Friday, February 14, 2020

COVID RESTRICTIONS AND ABSTINENCE DREAMS

 I was working beside a colleague this week. I came in from a train ride trying to calculate the golden ratio without the help of google because I had forgotten my phone at home and didn't have enough time to goback. He starts throwing out numbers that include both the right answer and the wrong, but I already have it worked out that it has be between 1 and 2. Without google, neither of us come up with the magic number (it's 1.6), but we both babble on about different aspects of it. I am struck with how dumb it is that I try and remember Fibernacci's sequence when a two digit number is all I need to take home. He's trying to find an image that shows that each adjacent segment has one shared length, but the other has to be smaller in order to form the spiral that we both know as the classic example. We both admire not only the beauty of the concept, but how the geometric certainty plays out in natural life. I find this remarkable, and for one moment feel akin. This is not something that has happened before.

We could not be more opposite. He tells me about WW trench smells in forests and using the decay to attract deer while he hunts. I am philosophically vegetarian. He was recently against including a statement about equity in our department rules unless it was "actionable" but doesn't see that his stance only makes the gender divide larger. He wears button down dress shirts and pants and is usually clean shaven. I wear yoga pants and runners, am lumpy, and usually wear my hair up in a ponytail. He lives in a two story modern apartment downtown. I live in the suburbs in a cluttered rundown bungalow on a street I love filled with art I love surrounded by neighbours I love. He loves Archer and mixing drinks and talks a lot about death. I love Martha Stewart and drinking red wine and being disorganized and think a lot about suffering and am exhausted by death. 
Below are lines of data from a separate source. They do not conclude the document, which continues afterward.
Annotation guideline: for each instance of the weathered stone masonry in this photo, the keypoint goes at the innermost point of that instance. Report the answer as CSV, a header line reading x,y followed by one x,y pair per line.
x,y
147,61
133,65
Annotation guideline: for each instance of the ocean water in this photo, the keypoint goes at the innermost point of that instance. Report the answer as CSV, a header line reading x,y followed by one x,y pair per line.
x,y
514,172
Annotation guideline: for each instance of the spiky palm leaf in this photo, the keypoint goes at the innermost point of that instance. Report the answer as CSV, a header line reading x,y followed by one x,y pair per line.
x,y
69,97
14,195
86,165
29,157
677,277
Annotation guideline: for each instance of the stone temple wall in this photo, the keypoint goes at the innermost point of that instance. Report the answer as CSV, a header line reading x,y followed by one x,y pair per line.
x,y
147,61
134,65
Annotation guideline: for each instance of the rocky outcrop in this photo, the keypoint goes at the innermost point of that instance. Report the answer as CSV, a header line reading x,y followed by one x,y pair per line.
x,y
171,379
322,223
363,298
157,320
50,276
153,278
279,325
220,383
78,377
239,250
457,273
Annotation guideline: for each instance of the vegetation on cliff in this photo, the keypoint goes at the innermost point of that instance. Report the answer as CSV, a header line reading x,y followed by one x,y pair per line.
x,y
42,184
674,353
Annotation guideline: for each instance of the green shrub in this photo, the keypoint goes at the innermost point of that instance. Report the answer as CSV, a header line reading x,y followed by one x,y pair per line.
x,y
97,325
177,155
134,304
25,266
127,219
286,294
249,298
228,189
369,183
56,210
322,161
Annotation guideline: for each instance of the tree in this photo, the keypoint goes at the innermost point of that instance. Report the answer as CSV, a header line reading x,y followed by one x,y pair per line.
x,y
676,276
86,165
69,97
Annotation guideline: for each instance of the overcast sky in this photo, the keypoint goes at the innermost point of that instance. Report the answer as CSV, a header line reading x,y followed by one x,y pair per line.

I believe he has a kickass surgery girlfriend who works elsewhere (is her fellowship over? I haven't seen her for years. Are they still together?), and I am understood as asexual, especially during Covid restrictions, in our department of mostly male physicians, surrounded by younger women and being of that  middle age group of women who are largely invisible. I hate his father, a former bad mentor, and he would make my daughter cry in a heartbeat.  But in that moment, I look back and see the broad strokes of attraction.

He's in his late 40s too, grey haired and a little more thick than trim, but he's tall enough, has a nice enough voice, great hands, and is smart. Standing there, he looked strong and manly. He had good eye contact. He works hard enough. But he is probably not nice enough. He could eviscerate me with his words faster than he could clean a deer. I don't know if he could listen. I know I tried to make a joke about the golden ratio, but he didn't laugh.

But what if he didn't laugh because I scared him? What if he left without saying goodbye because he was single and abstinent and feeling the same thing?

"I never noticed before, but she's smart enough. Attractive enough. She looks confident and soft and alluring enough. Like I could put my arm around her waist and feel solid curves. Like she could laugh at my jokes if I was funny enough. She's intense. She's feisty. I could like her."

Within the knowledge of being who we are, diametrically opposed, and certainly if he is attached, it's fantasy; still, whether he is single or not, I'd have another conversation about the golden ratio and geometry's beauty, and nature's tessellations again.

If he was single and listen and hiding a big heart behind a gruff exterior, I wouldn't throw him out of bed either.